Secondo quanto riportato, il governo è tenuto a restituire oltre 166 miliardi di dollari incassati tramite queste tariffe. Tuttavia, solo le aziende che hanno versato direttamente le tariffe allo Stato potranno presentare domanda di rimborso. I consumatori, che hanno sostenuto i costi indirettamente attraverso prezzi più alti, non saranno inclusi nel processo.

Chi può richiedere il rimborso?

  • Imprese che hanno pagato tariffe doganali direttamente al governo statunitense.
  • Società che hanno importato merci o componenti soggette a dazi.

Al contrario, i cittadini che hanno acquistato prodotti importati o con componenti estere non potranno accedere ai fondi, poiché non hanno pagato direttamente le tariffe allo Stato.

Qual è lo scenario attuale?

Nonostante la Corte Suprema non abbia specificato le modalità di rimborso, un tribunale inferiore ha ordinato di procedere con la restituzione dei fondi.

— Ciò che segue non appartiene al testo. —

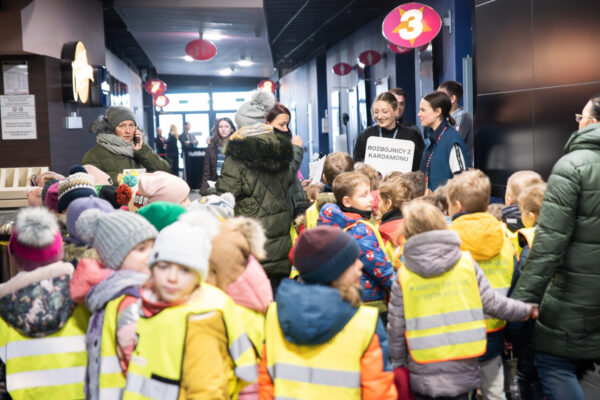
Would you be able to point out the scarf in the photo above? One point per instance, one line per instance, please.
(114, 144)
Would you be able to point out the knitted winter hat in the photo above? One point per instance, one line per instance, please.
(78, 184)
(35, 240)
(187, 243)
(324, 253)
(163, 186)
(76, 208)
(113, 234)
(100, 177)
(161, 213)
(256, 109)
(117, 114)
(116, 196)
(46, 187)
(51, 198)
(220, 206)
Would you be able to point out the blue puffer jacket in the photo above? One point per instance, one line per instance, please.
(377, 277)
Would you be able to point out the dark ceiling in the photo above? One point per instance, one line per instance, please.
(298, 30)
(302, 29)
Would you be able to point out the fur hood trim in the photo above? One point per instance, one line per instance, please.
(23, 279)
(268, 151)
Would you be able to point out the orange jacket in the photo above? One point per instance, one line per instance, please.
(376, 383)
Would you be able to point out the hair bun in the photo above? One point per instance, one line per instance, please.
(36, 227)
(87, 224)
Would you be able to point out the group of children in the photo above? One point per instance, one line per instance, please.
(171, 301)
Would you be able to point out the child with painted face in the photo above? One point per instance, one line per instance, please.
(352, 213)
(188, 340)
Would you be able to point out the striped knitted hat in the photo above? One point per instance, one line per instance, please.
(113, 234)
(77, 184)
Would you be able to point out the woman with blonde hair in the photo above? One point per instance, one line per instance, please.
(173, 149)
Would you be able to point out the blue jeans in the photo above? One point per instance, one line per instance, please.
(559, 377)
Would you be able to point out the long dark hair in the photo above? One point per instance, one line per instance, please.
(215, 132)
(442, 101)
(275, 111)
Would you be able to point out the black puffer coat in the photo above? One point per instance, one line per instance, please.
(259, 170)
(563, 267)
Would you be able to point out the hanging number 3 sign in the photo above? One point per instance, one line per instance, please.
(411, 25)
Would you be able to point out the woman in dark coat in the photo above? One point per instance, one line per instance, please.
(260, 166)
(214, 158)
(561, 270)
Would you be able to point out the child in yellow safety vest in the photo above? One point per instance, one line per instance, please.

Tuttavia, permangono dubbi sulla tempistica e sull’effettiva volontà dell’amministrazione di completare il processo. Trump, infatti, ha più volte manifestato l’intenzione di evitare la restituzione delle somme incassate, anche attraverso ritardi o ulteriori ricorsi legali.

Nonostante ciò, il portale per le richieste è stato attivato senza intoppi. Resta da vedere se il governo proseguirà con la restituzione o se cercherà di bloccare il processo.

Le tariffe non sono scomparse

La Corte Suprema ha annullato solo alcune delle tariffe imposte da Trump, mentre altre rimangono in vigore. Secondo i dati del Budget Lab di Yale, l’attuale aliquota media dei dazi è circa cinque volte superiore rispetto a quella precedente all’insediamento di Trump. Inoltre, l’ex presidente ha dichiarato di voler introdurre nuove tariffe utilizzando altre basi giuridiche.